Abstract
Edward G. Browne’s travelogue, A Year Amongst the Persians, stands out in the broader genre of nineteenth-century European travel literature. For historians of the Middle East, European travelogues have long had a double-edged quality to them: on the one hand, they often provide invaluable empirical information. On the other hand, they occasionally suffer from their authors’ biases and prejudices, which color their depictions. In this context, Browne’s travelogue has been described as a “sympathetic” portrayal of late nineteenth-century Iran, and Browne himself has been held up as an example of an Orientalist who did not quite fit the model criticized most forcefully by Edward Said.
This paper moves the discussion on Browne forward by exploring a crucial period during which his knowledge of and expertise over Iran’s history, society, and literature was formed. Before traveling to Iran in 1887, Browne’s sole experience in the Middle East had been a summer spent in Istanbul while a student at Cambridge. His knowledge of Persian, and of Iran, derived mainly from his university studies and from evenings spent reading Persian texts while working as a physician. Browne’s election as a fellow to Pembroke College, in 1887, lent him institutional support, but it was only during his extended stay in Iran in 1887-1888 that his understanding of the country’s history and culture began to acquire the depth for which he later became famous.

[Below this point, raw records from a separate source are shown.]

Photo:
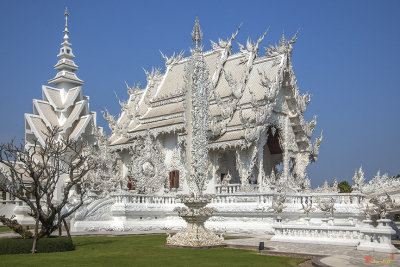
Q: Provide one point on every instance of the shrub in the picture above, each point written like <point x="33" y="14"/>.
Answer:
<point x="44" y="245"/>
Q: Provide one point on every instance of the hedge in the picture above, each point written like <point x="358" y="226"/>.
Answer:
<point x="44" y="245"/>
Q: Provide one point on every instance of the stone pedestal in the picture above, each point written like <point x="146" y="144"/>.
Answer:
<point x="377" y="238"/>
<point x="195" y="215"/>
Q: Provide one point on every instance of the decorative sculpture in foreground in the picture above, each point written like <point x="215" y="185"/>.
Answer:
<point x="307" y="208"/>
<point x="278" y="207"/>
<point x="196" y="213"/>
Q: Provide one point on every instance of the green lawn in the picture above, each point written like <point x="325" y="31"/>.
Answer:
<point x="5" y="229"/>
<point x="146" y="250"/>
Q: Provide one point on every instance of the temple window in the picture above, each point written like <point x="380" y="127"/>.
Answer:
<point x="174" y="179"/>
<point x="273" y="141"/>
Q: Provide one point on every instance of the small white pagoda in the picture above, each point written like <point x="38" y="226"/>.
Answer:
<point x="63" y="106"/>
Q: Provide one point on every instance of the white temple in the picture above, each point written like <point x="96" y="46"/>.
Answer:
<point x="253" y="157"/>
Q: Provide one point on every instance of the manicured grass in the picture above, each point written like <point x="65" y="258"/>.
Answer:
<point x="146" y="250"/>
<point x="5" y="229"/>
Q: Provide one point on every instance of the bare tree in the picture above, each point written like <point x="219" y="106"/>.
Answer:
<point x="35" y="173"/>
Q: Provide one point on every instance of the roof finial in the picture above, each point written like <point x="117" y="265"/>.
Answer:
<point x="282" y="42"/>
<point x="66" y="37"/>
<point x="197" y="35"/>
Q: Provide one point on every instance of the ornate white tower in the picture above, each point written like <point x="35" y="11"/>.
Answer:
<point x="64" y="105"/>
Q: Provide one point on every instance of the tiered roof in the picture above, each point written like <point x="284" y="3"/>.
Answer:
<point x="240" y="83"/>
<point x="63" y="106"/>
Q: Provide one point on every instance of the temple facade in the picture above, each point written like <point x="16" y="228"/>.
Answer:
<point x="226" y="126"/>
<point x="258" y="139"/>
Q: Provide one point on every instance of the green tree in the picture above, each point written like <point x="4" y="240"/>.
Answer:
<point x="344" y="187"/>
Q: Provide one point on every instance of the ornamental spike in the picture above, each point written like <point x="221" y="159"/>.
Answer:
<point x="197" y="35"/>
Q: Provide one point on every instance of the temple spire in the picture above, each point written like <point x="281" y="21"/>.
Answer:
<point x="197" y="35"/>
<point x="66" y="78"/>
<point x="66" y="37"/>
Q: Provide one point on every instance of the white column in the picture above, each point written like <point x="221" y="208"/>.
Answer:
<point x="286" y="158"/>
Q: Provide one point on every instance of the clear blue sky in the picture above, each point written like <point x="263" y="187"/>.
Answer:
<point x="347" y="56"/>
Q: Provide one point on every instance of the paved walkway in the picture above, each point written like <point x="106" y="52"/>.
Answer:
<point x="330" y="255"/>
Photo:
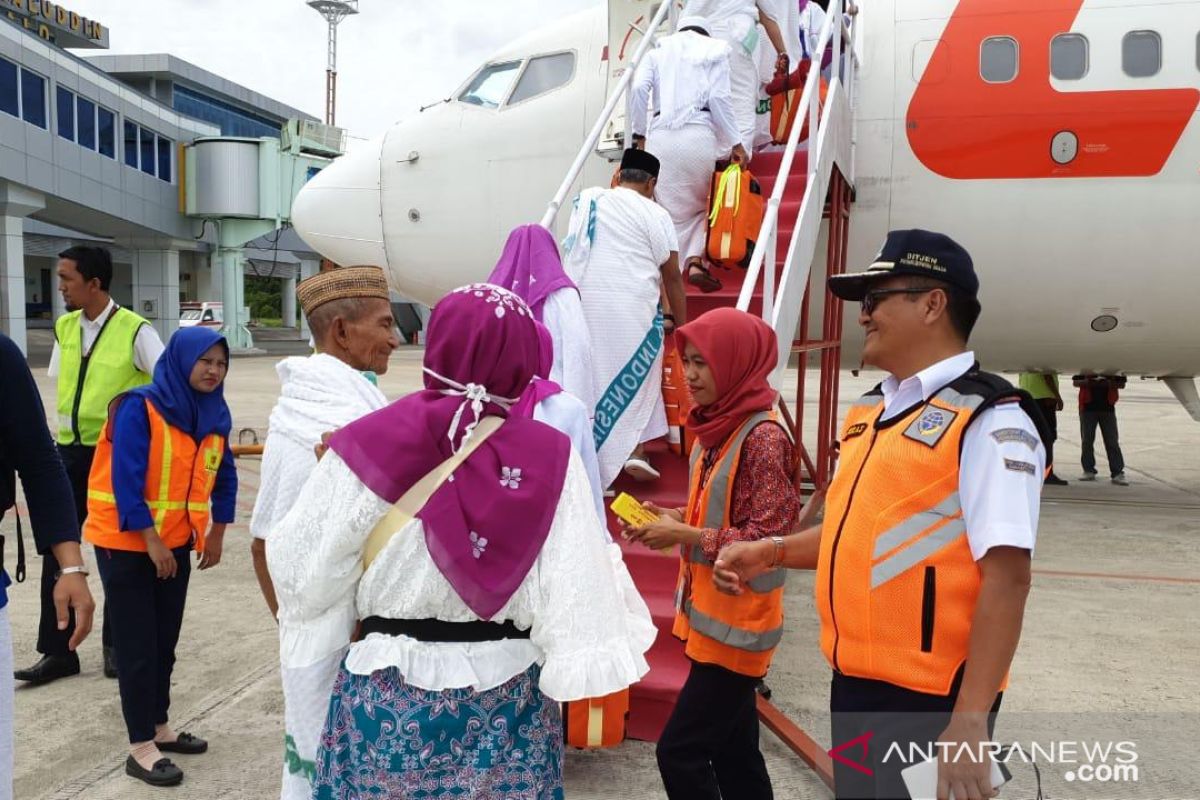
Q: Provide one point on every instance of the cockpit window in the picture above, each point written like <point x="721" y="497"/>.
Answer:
<point x="491" y="85"/>
<point x="544" y="73"/>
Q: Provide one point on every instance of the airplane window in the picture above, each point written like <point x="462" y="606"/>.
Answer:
<point x="544" y="73"/>
<point x="1141" y="53"/>
<point x="491" y="84"/>
<point x="1068" y="56"/>
<point x="997" y="59"/>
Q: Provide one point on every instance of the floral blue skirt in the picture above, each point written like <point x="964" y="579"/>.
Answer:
<point x="387" y="739"/>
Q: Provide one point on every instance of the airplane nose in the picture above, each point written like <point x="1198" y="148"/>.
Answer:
<point x="339" y="214"/>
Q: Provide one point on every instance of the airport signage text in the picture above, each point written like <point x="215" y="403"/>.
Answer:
<point x="55" y="23"/>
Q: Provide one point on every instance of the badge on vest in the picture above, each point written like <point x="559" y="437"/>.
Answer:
<point x="931" y="426"/>
<point x="856" y="429"/>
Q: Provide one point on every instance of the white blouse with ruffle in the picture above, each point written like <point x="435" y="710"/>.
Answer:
<point x="588" y="626"/>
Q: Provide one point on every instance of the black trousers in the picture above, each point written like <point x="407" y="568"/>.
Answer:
<point x="1107" y="421"/>
<point x="148" y="614"/>
<point x="889" y="720"/>
<point x="1049" y="407"/>
<point x="51" y="641"/>
<point x="709" y="749"/>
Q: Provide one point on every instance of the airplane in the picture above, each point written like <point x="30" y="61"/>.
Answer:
<point x="1056" y="139"/>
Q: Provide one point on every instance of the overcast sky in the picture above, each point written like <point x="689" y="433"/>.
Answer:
<point x="394" y="56"/>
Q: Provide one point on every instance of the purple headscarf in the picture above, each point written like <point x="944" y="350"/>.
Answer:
<point x="541" y="386"/>
<point x="529" y="266"/>
<point x="485" y="525"/>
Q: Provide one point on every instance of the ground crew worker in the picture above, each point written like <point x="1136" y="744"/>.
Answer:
<point x="1043" y="388"/>
<point x="162" y="470"/>
<point x="741" y="489"/>
<point x="923" y="558"/>
<point x="100" y="350"/>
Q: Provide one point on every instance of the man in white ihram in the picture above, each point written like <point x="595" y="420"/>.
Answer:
<point x="351" y="317"/>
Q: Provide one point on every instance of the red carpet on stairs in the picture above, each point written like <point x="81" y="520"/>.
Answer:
<point x="655" y="573"/>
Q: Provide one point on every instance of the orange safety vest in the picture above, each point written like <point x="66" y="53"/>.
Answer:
<point x="739" y="633"/>
<point x="180" y="475"/>
<point x="897" y="583"/>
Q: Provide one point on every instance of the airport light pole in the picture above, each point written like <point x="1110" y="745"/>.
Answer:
<point x="334" y="11"/>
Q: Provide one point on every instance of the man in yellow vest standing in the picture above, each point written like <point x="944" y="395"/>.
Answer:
<point x="923" y="558"/>
<point x="100" y="352"/>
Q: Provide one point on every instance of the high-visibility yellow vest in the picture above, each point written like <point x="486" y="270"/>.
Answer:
<point x="88" y="384"/>
<point x="739" y="633"/>
<point x="180" y="475"/>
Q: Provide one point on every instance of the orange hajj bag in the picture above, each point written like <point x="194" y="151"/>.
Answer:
<point x="785" y="100"/>
<point x="677" y="400"/>
<point x="736" y="216"/>
<point x="597" y="721"/>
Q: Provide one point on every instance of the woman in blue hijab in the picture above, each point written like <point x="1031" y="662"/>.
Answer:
<point x="162" y="470"/>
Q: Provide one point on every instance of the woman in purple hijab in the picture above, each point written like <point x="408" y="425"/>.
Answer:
<point x="531" y="268"/>
<point x="481" y="600"/>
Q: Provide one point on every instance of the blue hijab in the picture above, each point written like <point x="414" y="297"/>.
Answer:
<point x="195" y="413"/>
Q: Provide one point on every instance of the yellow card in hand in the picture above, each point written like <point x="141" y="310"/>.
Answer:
<point x="633" y="512"/>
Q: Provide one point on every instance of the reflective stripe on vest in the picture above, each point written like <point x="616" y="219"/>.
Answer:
<point x="738" y="633"/>
<point x="897" y="582"/>
<point x="180" y="475"/>
<point x="85" y="386"/>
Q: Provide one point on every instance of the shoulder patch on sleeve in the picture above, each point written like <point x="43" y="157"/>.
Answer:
<point x="1003" y="435"/>
<point x="1020" y="467"/>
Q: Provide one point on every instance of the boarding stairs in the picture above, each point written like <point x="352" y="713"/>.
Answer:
<point x="809" y="187"/>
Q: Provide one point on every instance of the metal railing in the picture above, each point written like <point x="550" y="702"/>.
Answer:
<point x="610" y="107"/>
<point x="781" y="306"/>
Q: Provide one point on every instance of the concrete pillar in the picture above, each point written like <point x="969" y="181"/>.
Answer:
<point x="307" y="269"/>
<point x="289" y="302"/>
<point x="16" y="204"/>
<point x="156" y="288"/>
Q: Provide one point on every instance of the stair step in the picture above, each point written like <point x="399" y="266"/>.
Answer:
<point x="655" y="573"/>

Browne’s unpublished four-volume diaries, which he kept during his travels, offer a window onto the development of a rising scholar. The diaries are replete with anecdotes of individuals Browne met in Iran, and of the information, books, and excursions they shared with him. Browne’s “informants” ranged from members of the Qajar royal family, to Babis, Sufis, geomancers, and dervishes – an extraordinarily diverse group of people. He took the time to record his conversations with these individuals, providing the raw material from which A Year Amongst the Persians was written. These interactions shaped Browne’s early views of Iran’s literature, religions, politics, economy, environment, and food. The picture that emerges is of an enthusiastic, self-assured, and naïve scholar whose work more closely resembles careful ethnographic research than that of his contemporaries, like George Curzon. This paper suggests that the key to appreciating Browne’s travelogue and later scholarship (including his monumental four-volume A Literary History of Persia) is in his ability to empathize with his contacts in Iran during his sojourn in the country.